= John Cloberry =

English soldier and politician

Sir John Cloberry (c. 1625 – January 1688) was an English soldier and politician who sat in the House of Commons at various times between 1660 and 1685.

Cloberry was the son of John Cloberry of Bradstone, Devon, and his second wife Catharine Drake, daughter of George Drake of Spratshayes, Littleham. He was studying at the Middle Temple in 1647. He joined the Commonwealth army after the execution of King Charles in 1649 and served under General Monck in Scotland.

Cloberry played a key part in the Restoration, being converted to the Royalist cause in 1659. He helped purge the army of Puritan officers and was sent by Monck with Ralph Knight to negotiate with the Committee of Safety in London in 1659. He was also sent later to demand that the secluded members be re-admitted to the Rump Parliament. In 1660, Cloberry was elected Member of Parliament for Launceston and Hedon in the Convention Parliament. There was a double return at Launceston, and when it was resolved in his favour in June 1660, Cloberry chose to sit at Launceston in preference to Hedon He was knighted on 7 June 1660 and given a pension of £600 a year.

Cloberry was elected MP for Winchester in the two elections of 1679 and in 1681 and sat until 1685.
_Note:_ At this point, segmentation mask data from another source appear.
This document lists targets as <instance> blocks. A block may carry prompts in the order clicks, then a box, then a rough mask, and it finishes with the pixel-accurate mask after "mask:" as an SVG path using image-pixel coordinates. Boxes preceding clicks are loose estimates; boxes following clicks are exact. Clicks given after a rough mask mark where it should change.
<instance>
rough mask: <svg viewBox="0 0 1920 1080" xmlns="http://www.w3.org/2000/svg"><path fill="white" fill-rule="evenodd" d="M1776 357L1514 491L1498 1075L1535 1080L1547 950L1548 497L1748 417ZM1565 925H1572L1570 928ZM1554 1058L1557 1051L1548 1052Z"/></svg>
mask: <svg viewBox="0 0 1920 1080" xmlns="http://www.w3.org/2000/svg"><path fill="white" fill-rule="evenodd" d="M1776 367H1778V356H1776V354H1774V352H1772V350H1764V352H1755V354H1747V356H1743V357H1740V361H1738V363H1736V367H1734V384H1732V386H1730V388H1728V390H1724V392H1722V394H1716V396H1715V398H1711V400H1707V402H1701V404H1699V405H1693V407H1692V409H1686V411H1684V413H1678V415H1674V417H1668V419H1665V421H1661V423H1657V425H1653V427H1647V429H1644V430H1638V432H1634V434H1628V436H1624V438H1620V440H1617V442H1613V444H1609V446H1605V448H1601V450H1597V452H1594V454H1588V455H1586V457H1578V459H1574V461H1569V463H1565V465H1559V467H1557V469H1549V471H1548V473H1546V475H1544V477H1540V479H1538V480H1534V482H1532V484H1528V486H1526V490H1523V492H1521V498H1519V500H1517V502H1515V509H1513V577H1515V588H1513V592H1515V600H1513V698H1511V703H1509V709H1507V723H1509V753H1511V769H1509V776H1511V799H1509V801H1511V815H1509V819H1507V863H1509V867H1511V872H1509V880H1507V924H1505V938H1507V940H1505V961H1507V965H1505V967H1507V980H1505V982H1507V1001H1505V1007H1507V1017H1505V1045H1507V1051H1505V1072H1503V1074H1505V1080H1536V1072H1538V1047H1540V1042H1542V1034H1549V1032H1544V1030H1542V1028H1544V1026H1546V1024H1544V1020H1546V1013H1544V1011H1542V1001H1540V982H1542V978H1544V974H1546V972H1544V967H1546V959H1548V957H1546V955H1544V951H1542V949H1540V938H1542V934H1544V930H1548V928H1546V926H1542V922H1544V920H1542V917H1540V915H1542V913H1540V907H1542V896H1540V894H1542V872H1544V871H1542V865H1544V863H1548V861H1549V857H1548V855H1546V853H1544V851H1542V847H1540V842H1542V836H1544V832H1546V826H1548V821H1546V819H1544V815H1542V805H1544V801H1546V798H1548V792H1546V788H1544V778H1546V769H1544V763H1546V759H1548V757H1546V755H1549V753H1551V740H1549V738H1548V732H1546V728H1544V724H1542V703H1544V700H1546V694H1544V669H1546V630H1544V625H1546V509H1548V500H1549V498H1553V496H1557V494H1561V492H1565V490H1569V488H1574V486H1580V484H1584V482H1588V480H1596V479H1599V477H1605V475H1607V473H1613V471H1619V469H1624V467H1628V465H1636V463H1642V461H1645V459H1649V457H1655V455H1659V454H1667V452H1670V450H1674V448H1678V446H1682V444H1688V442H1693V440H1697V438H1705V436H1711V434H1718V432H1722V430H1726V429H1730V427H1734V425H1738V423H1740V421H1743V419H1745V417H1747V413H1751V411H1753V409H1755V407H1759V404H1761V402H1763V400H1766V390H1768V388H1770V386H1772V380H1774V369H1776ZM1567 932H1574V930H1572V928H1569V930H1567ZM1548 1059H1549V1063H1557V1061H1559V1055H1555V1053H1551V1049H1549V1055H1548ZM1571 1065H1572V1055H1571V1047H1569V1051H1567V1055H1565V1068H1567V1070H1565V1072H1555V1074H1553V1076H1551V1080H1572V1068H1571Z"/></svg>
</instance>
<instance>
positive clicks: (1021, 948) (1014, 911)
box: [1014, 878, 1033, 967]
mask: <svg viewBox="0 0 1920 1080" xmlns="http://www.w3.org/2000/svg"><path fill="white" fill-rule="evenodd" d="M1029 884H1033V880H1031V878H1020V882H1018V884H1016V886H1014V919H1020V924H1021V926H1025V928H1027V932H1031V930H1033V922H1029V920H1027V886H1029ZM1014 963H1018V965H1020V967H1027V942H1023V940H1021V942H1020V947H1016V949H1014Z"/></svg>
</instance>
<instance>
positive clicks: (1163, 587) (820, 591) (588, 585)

Cloberry died at the age of 63 and was buried in Winchester Cathedral on 31 January 1688.

Cloberry married firstly Margaret Erlisman, widow of John Erlisman of Calbourne, Isle of Wight and daughter of Robert Riggs of Fareham. He married secondly Anne Wyche, widow of Nathaniel Wyche, merchant of Surat, India and daughter of William Cranmer, merchant adventurer of Rotterdam. His daughters married Sir Charles Holte and William Bromley.